Money, Money, Money…
In the financial sector, revenue is all about numbers, speed and making the best decision at the right time while controlling risk.
We are seeing that in financial services firms, data capture, algorithm development, testing and risk management projects are all pushing the performance boundaries of traditional storage. Hedge funds and trading firms are starting to take advantage of parallelism in order to analyze more positions faster and deploy competitive trading strategies. Using scalable systems that support massively parallel data access, researchers can analyze larger data sets and test more scenarios delivering faster, more effective models.
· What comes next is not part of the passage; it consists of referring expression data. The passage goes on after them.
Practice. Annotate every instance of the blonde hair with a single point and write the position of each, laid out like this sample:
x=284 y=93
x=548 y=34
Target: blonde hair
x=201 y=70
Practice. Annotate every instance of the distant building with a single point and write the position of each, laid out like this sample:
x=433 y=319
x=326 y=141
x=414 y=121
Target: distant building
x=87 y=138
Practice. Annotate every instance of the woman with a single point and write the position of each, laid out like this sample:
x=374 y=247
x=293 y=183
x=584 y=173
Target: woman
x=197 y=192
Similarly, risk managers are increasing their ability to assess total market exposure from only once or twice a day to much shorter intervals.
All of this goes straight to the bottom line and provides competitive advantage.
Extremely Cloudy Applications
If there is such thing as “normal” cloud storage today, it’s considered to be slower than “Web speed.” But it makes sense that businesses considering extreme applications will seek the agility and elasticity of cloud hosting rather than building internal infrastructure, especially where the main source of data is a Web 2.0 application.
As cloud providers like Amazon Web Services overcome data IO and storage challenges to provide cloud hosting for IO-intensive big data and video translation, we expect to see many service providers vying to support even more extreme applications.
Parallel File Systems to the Rescue/Rescue/Rescue/…
Extreme applications provide several interesting storage system challenges that can be answered by parallel file systems.
Parallel file systems are based on scale-out storage nodes, with an ability to spread and then serve huge files from many nodes and spindles at once. Unlike scale-out clustered NAS, which is designed for serving many files independently each to different clients at the same time (e.g. hosting home directories in a large enterprise or fully partitioned/shared big data blocks), fully parallel file systems are great for serving huge shared files to many inter-related processing nodes at once.
Big data solutions based on Apache Hadoop (with HDFS) are also designed around scale-out storage. But these essentially carve up data into distributed chunks. They are aimed at analytics that can be performed by isolated “mapped” jobs on each node’s assigned local data chunk. This batch style approach enables a commodity-hardware architecture because localized failures are simply reprocessed asynchronously before cluster-wide results are collected and “reduced” to an answer.
However, extreme apps, including many machine-learning and simulation algorithms, rely on high levels of inter-node communication and sharing globally accessed files. This synchronized cluster processing requires high parallel access throughput, low latency to shared data, and enterprise-class data protection and availability—far different characteristics than HDFS provides.
Industrialization of Extreme Performance
Robust supercomputer parallel file systems are emerging from academia and research and are ready to deploy in commercial enterprise data centers. There are now a number of commercialized Linux-centric parallel file systems based on open source Lustre (e.g. from DDN, Terascala, et.al.) for Linux-based cluster computing. And for IT enterprise adoption of extreme applications supporting multiple operating systems with enterprise data protection, we see GPFS (General Parallel File System from IBM) setting the gold standard.
Parallel file systems can be procured and deployed on many kinds of storage nodes, from homegrown clusters to complete appliances. For example, DDN has industrialized a number of parallel file systems to host extreme applications in the enterprise market. Their GRIDScaler solution integrates and leverages parallel file services on their specialized HPC-performing storage hardware. This kind of integrated “appliance” solution can provide a lower TCO for enterprises due to baked-in management, optimized performance, reduced complexity, and full system support.
New data-intensive solutions are enabling the exploitation of huge amounts of data to extract new forms of knowledge and insight. These new extreme applications can ultimately create new revenue streams that could disrupt and change whole markets.
Big data analysis is one type of extreme application, but it is only the tip of the iceberg when it comes processing large amounts of new data in new ways. New applications that demand parallel file access, high throughput, low latency, and high availability are also on the rise, and more and more enterprises (and service providers) will be tasked to deploy and support them.
Luckily, IT can support these challenging extreme applications by leveraging the vendor trends in industrializing technologies like parallel file systems. Technical excuses are diminishing, and the competition is heating up—it is definitely time for all enterprises to move forward with their own extreme applications.
If you are in IT and haven’t been asked to support an extreme application yet, you should expect to very soon.